Andrés Jaque Architects Escaravox, Madrid

Source: Andrés Jaque
Date: July 7, 2013

Assemblages of unattended rural infrastructures, reprogrammed as voice-giving-public-device

In the city of Madrid, Institutional contemporary art centers tend to concentrate along the axis that joins the Avenida de América with Legazpi Square, meaning that they are lined up with the city center, in contrast to the geographic distribution of small music and theater groups or poetry associations, which are the most part evenly scattered throughout the capital’s extensive territory. While individually they culturally stimulate the local contexts in which their activities develop, altogether they make up, without a doubt, the cultural promotion and debate infrastructure with a greater impact upon the city.

The aim of this project is to endow Matadero Madrid, former slaughterhouse of the city and now an institution self-defined as “public space for contemporary culture, with views on the river”, with the necessary material devices and institutional protocols to prompt a connection between the aforementioned models of intervention in the cultural field.
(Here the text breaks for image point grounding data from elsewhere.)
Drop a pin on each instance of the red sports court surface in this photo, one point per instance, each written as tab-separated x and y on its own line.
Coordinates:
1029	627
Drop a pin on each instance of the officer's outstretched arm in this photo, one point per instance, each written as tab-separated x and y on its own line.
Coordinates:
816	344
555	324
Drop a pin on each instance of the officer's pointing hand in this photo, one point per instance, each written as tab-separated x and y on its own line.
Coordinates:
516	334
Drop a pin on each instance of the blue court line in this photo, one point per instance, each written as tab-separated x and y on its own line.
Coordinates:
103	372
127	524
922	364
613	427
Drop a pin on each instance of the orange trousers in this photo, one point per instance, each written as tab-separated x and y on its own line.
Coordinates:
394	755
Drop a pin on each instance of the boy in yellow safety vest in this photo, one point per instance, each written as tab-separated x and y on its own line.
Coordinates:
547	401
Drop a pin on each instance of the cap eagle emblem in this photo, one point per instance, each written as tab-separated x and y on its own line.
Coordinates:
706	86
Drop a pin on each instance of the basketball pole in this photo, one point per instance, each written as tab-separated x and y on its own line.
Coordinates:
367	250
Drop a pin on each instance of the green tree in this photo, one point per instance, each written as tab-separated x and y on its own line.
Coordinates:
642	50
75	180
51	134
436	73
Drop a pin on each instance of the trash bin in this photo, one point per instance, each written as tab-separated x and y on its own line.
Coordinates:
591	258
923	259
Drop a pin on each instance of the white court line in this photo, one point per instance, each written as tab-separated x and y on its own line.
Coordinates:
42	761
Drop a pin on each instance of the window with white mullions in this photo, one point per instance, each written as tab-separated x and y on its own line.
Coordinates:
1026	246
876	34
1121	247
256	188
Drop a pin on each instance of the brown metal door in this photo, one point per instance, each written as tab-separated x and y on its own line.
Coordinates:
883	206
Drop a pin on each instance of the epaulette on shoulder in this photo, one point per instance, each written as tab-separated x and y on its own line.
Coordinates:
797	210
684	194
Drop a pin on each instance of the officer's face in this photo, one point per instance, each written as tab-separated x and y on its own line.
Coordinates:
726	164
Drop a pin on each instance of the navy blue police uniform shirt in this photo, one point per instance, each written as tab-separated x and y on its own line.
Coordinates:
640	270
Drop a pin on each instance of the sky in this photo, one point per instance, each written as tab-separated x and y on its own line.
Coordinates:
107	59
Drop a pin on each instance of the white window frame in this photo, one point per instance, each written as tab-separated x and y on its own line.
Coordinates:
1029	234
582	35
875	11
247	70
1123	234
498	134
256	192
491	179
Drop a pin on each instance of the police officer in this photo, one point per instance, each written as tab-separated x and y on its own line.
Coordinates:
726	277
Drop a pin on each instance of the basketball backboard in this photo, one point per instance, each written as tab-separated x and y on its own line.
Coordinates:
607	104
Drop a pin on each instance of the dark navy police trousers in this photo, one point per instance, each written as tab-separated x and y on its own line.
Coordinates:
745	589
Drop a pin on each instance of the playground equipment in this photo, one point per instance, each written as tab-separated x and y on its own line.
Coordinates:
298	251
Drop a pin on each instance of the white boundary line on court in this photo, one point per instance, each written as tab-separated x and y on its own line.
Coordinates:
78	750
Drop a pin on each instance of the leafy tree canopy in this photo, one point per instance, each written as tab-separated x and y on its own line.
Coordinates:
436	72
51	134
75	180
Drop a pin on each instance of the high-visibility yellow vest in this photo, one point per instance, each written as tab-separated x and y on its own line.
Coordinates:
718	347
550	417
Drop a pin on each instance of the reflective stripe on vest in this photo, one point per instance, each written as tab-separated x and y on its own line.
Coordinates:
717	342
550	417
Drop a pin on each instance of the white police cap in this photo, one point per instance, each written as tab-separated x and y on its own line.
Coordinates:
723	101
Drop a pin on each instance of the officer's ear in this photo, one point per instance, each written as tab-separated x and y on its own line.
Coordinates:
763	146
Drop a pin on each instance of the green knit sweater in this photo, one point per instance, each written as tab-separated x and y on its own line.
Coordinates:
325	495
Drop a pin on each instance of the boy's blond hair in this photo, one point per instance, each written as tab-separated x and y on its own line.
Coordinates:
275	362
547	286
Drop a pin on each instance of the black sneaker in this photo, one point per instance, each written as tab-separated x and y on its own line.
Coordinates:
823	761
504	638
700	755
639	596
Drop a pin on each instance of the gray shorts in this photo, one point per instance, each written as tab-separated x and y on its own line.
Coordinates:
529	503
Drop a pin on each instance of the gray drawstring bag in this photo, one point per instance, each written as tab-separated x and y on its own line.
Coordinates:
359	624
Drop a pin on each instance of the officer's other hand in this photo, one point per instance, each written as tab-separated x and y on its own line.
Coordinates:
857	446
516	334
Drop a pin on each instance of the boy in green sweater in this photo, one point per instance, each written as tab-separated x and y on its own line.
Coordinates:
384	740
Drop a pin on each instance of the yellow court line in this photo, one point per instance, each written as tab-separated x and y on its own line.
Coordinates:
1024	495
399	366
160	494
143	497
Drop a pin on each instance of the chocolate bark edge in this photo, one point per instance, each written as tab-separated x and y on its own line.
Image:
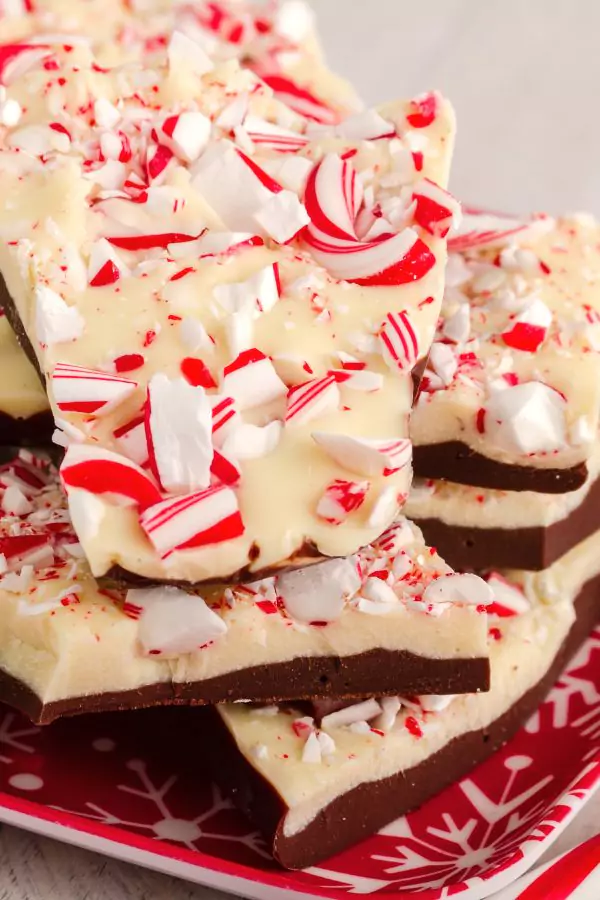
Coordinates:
533	549
455	461
370	806
377	672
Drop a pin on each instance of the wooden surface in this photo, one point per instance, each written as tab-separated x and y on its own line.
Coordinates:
524	79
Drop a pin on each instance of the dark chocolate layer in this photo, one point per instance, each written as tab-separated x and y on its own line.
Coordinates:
370	806
455	461
514	548
376	672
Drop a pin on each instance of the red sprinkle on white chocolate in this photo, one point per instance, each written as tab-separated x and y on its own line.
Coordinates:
55	323
467	589
366	456
251	380
312	399
179	433
107	474
88	391
340	499
317	593
193	520
509	599
399	341
526	418
173	622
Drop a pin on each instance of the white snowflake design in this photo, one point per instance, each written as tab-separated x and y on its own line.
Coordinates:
13	734
459	852
169	827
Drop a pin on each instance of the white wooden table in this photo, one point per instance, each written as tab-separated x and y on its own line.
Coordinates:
524	77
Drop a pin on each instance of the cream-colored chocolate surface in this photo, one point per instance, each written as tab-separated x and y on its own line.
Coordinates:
552	263
63	637
21	393
279	752
55	211
470	507
276	39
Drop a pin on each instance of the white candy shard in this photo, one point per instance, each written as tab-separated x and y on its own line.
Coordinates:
317	593
180	433
464	589
508	599
252	441
173	622
366	456
251	380
526	418
358	712
399	342
55	322
193	520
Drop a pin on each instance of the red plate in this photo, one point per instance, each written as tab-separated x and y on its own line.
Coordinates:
133	786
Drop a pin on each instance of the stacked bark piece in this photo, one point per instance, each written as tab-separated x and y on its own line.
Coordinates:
229	279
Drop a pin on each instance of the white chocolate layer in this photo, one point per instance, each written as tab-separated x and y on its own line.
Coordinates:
470	507
270	744
315	318
551	273
21	393
63	637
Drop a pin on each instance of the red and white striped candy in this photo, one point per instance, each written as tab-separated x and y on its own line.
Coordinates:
251	380
386	261
436	210
479	228
172	622
107	474
312	399
399	341
193	520
104	266
333	197
508	598
464	589
529	329
131	440
186	134
366	456
340	499
273	137
225	418
88	391
179	433
300	99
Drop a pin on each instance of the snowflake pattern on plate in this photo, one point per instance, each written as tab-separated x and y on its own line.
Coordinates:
135	782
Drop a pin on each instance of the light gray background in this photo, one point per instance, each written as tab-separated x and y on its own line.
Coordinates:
524	76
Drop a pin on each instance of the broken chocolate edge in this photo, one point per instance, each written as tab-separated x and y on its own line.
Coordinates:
376	672
368	807
455	461
533	549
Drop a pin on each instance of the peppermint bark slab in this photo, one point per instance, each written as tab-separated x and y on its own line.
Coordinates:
277	40
478	529
393	615
315	790
510	400
24	412
227	303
To achieve this, the scheme proposes equipping the open spaces of the old abattoir with varied types of large-span mobile structures with sound amplifying systems, stage lighting and audiovisual projection systems, so that in combination with sliding stands, they may serve as auxiliary structures for any public performance held in this space. The use of these facilities would be organized in the same way as municipal tennis courts, which are booked by the hour. The materiality of the infrastructure is based on the idea of an odd assemblage of already inexpensive elements. Watering systems, Almería greenhouse fabrics, cheap plastic chairs… A short of composite of ready-mades, using existing technologies in a different way of that they were produced for. It is a technological re-appropiation process, the office relates with the possibility of queer uses of available systems.